I designed five tools:

- `search_articles`: Search by keyword, category, tag, series, or language
- `get_article`: Individual post metadata by slug
- `list_categories`: Category list with Japanese/English labels
- `list_tags`: Tag list with post counts
- `list_series`: Series list with ordered post lists

The detailed design is documented in `docs/mcp-design.md`, ready for Phase 3 implementation.

## Verification and findings

After implementation, `npm run build` completed with 0 errors, 0 warnings, and 0 hints. I confirmed that both `dist/llms.txt` and `dist/api/articles.json` were generated.

A finding was the discrepancy in post counts. The total post count is 49, but the JSON API only contains 46. This is the correct filtered result excluding `draft` and `visibility: private`. However, I noted this in documentation to prevent future confusion about "missing posts."

Another current limitation: `TAG_LABELS` is empty, so tag names may display in Japanese on the English site. For now, tags are unified in English, so this is not a problem. But if Japanese tags are added later, English translations must be registered simultaneously.

Also, the "Popular Articles" in `llms.txt` currently shows the "latest 15" rather than "top 15 by views." Without an analytics foundation, this is unavoidable, but I recognize that real view data should be reflected in the future.

## Implications: what individual blog operators should do for AIO

Through this implementation, I extracted three reusable decision criteria.

First, llms.txt is "minimum effort, high impact." With a single file and roughly 100 lines of code, you can create an entry point for AI agents to understand your entire site. For individual blog operators, this should be the first thing to do.

Second, JSON API is a "foundation for future automation." It is just a metadata list now, but it can be reused for automated newsletter generation, social media posting, and as a data source for MCP Servers. Even at 46 posts, there is value in structuring it early.

Third, MCP Server is a "paradigm shift in tooling content." Until now, content was designed for humans to read. Through MCP, posts become "knowledge sources that agents call as tools." The value of content may eventually be measured not just by reader count but by "agent invocation count."

## Looking ahead to Phase 3

With the AIO foundation in place, the next stage I am considering is breaking through the limits of in-memory search. At 46 posts, there is no problem, but beyond 500, the Cloudflare Workers in-memory approach will degrade.
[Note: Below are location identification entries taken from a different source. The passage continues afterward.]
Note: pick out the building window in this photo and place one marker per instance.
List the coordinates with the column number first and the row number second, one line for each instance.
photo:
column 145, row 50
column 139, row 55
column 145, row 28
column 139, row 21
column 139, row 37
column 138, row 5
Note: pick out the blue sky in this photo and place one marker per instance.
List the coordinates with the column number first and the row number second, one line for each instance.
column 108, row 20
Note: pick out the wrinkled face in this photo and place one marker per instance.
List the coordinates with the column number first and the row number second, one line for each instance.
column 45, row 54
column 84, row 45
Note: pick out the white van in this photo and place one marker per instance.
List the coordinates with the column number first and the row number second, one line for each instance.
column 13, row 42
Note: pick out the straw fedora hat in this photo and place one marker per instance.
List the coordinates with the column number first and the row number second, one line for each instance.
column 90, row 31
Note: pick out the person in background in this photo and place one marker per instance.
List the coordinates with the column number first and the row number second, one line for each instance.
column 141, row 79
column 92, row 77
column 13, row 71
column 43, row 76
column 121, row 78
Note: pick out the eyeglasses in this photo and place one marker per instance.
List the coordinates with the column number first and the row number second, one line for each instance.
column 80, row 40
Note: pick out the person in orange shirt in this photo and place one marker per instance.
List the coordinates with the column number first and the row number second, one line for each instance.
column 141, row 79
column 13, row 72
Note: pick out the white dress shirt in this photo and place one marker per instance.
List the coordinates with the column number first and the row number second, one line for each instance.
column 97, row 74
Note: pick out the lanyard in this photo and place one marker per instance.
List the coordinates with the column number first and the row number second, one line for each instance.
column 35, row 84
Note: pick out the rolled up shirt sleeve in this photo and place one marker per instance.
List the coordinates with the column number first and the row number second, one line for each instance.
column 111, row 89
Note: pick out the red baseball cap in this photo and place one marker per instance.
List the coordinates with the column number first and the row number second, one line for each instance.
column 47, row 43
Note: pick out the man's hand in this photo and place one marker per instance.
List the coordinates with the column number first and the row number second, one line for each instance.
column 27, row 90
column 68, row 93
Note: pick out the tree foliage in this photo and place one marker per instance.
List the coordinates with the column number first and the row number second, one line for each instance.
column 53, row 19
I plan to migrate to Cloudflare Vectorize for semantic search.

I am also planning interactive demos. For example, publishing a tool under `/tools/` that generates MCP Server configurations for Claude Desktop based on the blog's metadata would let readers experience "what MCP is and how to configure it" hands-on.

As AI agents become the default for search, personal blogs need more than just human-oriented appearance. They need machine-oriented structuring to make their very existence discoverable. This is not an extension of SEO but a new layer of optimization—making content discoverable by both humans and machines.